These Fleeting Shadows by Kate Alice Marshall

These Fleeting Shadows by Kate Alice Marshall

Author:Kate Alice Marshall [Marshall, Kate Alice]
Language: eng
Format: epub
Publisher: Penguin Young Readers Group
Published: 2022-08-09T00:00:00+00:00


17

THE HOLIDAYS WERE a blur of tradition and ritual. Thanksgiving came and went, and my cousins disappeared back to Atwood School. Christmas planning started the instant they were gone and didn’t let up. It left me exhausted. I dragged myself through every day, pretending to have opinions on trees and ornaments, menus and mistletoe. Every night I collapsed into my bed and hardly dreamed at all.

Bryony hadn’t kissed me since that night, on my hand or anywhere else. I hadn’t dared ask if she wanted to. But we walked by the lake and ate lunch at the folly and talked about things other than figments and shadows. It had been nice for a while to pretend that things were normal.

“You look terrible,” Bryony informed me the week before Christmas.

I leaned back against the folly’s half-built wall. A faint headache scrabbled at the back of my skull. “I feel terrible,” I admitted. “All this party planning is going to kill me.”
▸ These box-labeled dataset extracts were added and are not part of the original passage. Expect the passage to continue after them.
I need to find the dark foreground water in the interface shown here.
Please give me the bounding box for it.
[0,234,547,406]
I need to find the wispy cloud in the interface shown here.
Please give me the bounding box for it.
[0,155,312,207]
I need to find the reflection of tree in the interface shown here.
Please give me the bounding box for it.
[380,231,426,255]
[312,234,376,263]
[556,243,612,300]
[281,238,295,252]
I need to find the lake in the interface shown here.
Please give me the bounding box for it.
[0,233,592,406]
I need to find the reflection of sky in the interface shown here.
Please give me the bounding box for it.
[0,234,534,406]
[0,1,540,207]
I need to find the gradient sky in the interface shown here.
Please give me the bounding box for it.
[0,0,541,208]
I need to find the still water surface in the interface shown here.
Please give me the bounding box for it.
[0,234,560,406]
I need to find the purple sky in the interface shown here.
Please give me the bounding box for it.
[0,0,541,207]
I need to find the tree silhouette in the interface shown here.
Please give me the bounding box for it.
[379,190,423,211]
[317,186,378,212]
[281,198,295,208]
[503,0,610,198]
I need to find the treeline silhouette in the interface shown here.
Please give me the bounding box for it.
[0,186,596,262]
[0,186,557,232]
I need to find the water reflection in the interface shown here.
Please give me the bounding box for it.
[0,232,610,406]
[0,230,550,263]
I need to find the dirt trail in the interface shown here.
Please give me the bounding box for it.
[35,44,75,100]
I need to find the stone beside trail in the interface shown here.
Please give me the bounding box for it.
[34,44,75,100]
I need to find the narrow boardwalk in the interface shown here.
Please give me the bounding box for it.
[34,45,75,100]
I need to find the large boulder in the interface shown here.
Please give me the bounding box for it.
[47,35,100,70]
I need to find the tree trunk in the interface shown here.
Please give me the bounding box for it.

“It’s not like anyone but your family even comes,” Bryony said with a snort.

“You don’t understand how hard these people work to impress themselves,” I replied.

“You’re one of those people,” she reminded me, and I groaned. “At least it’s just Christmas.”

“No, it isn’t,” I told her. “It’s Christmas Eve and Christmas and Boxing Day and New Year’s Eve and a formal New Year’s Day brunch. Who does that? The whole point of New Year’s Day is to be asleep because you got trashed the night before.”

“Sure, miss never-had-alcohol-before-last-month,” Bryony teased me. “I bet you go to bed at nine on New Year’s Eve.”

“12:01 on the dot,” I countered. She laughed, her nose scrunching up. I could watch her laugh forever. I could stare at her until I memorized the constellations of her freckles, and I was well on my way to doing so. I wanted more than anything to lean forward and kiss her—

But I was a Vaughan, and she was the Harrow Witch, and she hadn’t kissed me, not really, and so I didn’t lean forward. Not even when she looked at me and bit her lower lip and shook her head a little like I’d done something to amuse her.

The next day, she flew out to St. Louis to spend Christmas with family, and mine started to arrive. Desmond was in Switzerland with his dad, but Celia proved a welcome distraction, attaching herself to me like a particularly chatty barnacle.

I floated through the parade of holidays. Christmas Eve: A string quartet playing, a sumptuous dinner, Mom and Simon and me drinking cocoa and singing off-key carols after bedtime. Christmas: lavish, impersonal presents stacked high. New Year’s Eve: the whole house blazing with light to hold back the night for just long enough to ring in the new year before we all retreated to our rooms.

Almost all of us. As I got into bed just past one, I glimpsed a light heading off among the trees. Someone was out after dark.

It was New Year’s Day. I had been at Harrow for over three months.